Was Kotlin explicitly designed with usability in mind?

It seems like most programming languages were not designed with usability in mind. I find Kotlin pretty usable, for example because of the self explaining naming like init, vararg or because of error prevention like null-safety. But was Kotlin explicitly designed with programming language usability in mind?

I don’t think that Kotlin was explicitly designed with usability (in terms of that slide deck) in mind. It was designed by experienced high level programmers for their own use using best practices in other languages. I’m quite confident that it was not designed primarily for beginners and there are some corners of the language (delegates and especially overriding their binding or custom coroutines) that are not. Kotlin is very much a language kind to library writers, allowing them to create powerful, clear, interfaces even when doing so is not always “easy”. Overall I see the following properties in Kotlin’s design:

  • Designed for readability: code is read much more often than written, it is very important that it is easy to read so that code semantics are apparent and not snowed under in boilerplate or piles of generic parameters that the compiler already knows.
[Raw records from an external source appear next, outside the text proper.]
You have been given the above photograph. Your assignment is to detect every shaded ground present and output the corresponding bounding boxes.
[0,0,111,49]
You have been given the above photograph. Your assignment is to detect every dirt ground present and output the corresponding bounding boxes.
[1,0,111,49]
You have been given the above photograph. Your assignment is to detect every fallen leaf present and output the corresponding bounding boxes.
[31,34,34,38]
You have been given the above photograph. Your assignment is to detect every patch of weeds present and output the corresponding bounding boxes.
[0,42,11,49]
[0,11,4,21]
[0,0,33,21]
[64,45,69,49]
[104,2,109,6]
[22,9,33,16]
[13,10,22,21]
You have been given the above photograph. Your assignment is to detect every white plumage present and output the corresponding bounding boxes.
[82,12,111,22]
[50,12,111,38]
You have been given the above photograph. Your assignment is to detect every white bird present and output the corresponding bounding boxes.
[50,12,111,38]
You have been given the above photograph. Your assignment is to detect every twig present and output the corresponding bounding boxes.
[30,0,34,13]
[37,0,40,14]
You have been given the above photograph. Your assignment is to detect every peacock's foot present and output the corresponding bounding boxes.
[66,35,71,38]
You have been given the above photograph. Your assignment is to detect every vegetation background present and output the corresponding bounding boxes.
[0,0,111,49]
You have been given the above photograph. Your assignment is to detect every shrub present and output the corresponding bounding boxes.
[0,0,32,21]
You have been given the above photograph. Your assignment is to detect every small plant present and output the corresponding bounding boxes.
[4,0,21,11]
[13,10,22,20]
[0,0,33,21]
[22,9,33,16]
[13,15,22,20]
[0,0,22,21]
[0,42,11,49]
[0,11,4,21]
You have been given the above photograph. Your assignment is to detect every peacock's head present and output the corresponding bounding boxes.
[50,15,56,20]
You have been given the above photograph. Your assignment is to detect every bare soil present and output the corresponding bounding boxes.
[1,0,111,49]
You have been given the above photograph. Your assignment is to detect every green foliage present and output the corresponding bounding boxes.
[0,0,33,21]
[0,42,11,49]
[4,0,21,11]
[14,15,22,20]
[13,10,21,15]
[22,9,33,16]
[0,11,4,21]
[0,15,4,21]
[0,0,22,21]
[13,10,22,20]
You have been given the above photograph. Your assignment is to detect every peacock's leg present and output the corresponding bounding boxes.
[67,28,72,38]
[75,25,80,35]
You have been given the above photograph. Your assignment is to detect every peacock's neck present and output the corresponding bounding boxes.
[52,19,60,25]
  • Conceptually coherent: Kotlin is very consistent in its design (much more than especially Java). Perhaps the long time in beta (with language changes allowed) really helped in that regard.
  • Powerful constructs. Kotlin uses a number of very powerful constructs and uses them to their maximum value (this creates no problems due to consistency - or “simple” design - we all know simple design is actually very hard)
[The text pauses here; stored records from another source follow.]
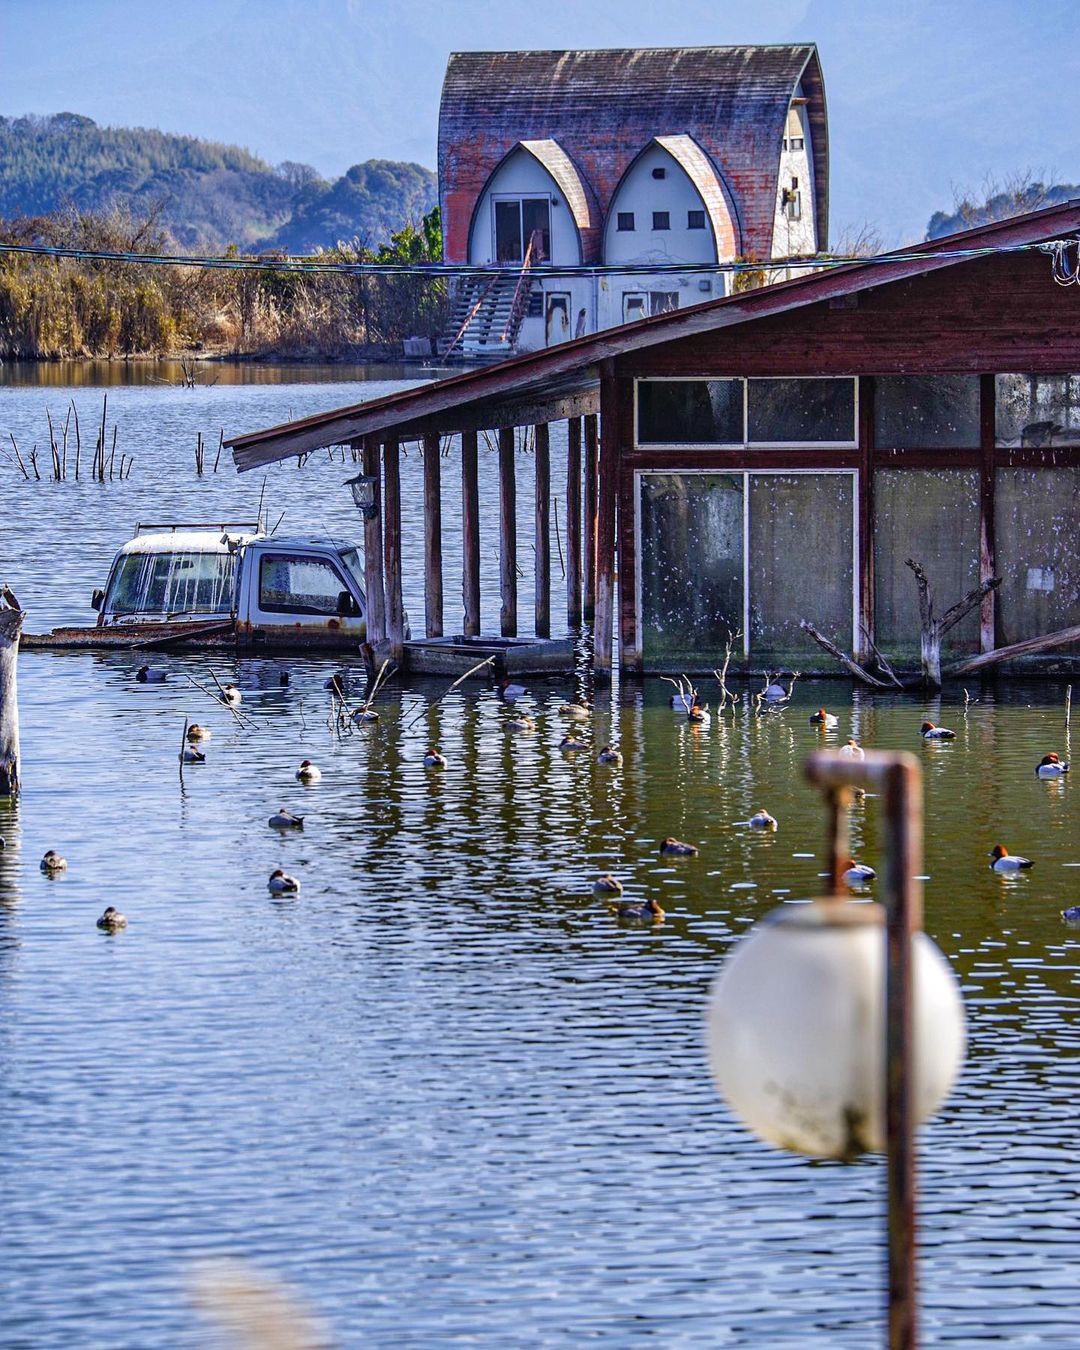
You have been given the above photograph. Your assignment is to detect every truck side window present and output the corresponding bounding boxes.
[259,555,352,615]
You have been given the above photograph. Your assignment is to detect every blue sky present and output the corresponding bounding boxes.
[3,0,1077,245]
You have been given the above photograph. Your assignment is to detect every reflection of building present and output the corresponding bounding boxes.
[438,46,827,357]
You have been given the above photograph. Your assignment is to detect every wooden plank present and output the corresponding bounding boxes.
[858,376,875,657]
[498,426,517,637]
[393,390,599,440]
[360,438,386,647]
[979,373,996,653]
[593,362,619,672]
[534,423,551,639]
[461,429,481,637]
[423,433,444,639]
[583,413,599,620]
[566,417,582,626]
[383,437,405,659]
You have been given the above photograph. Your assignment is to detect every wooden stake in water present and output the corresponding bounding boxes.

  • Designed for library writing. All problems are different, the solution is to write libraries that provide the language to solve these domain dependent problems. From this philosophy much of the important language features are actually standard library features (often quite trivial in code, but essential for the language).
  • Aware of best practices in code patterns (and suitably opinionated). The language design is such that it attempts to make good practice easy and bad practice harder (or uglier ‘!!’)
  • Pragmatic. The language recognises the need for edge cases, exceptions to the rules and differences in taste. Everyone can have their own library.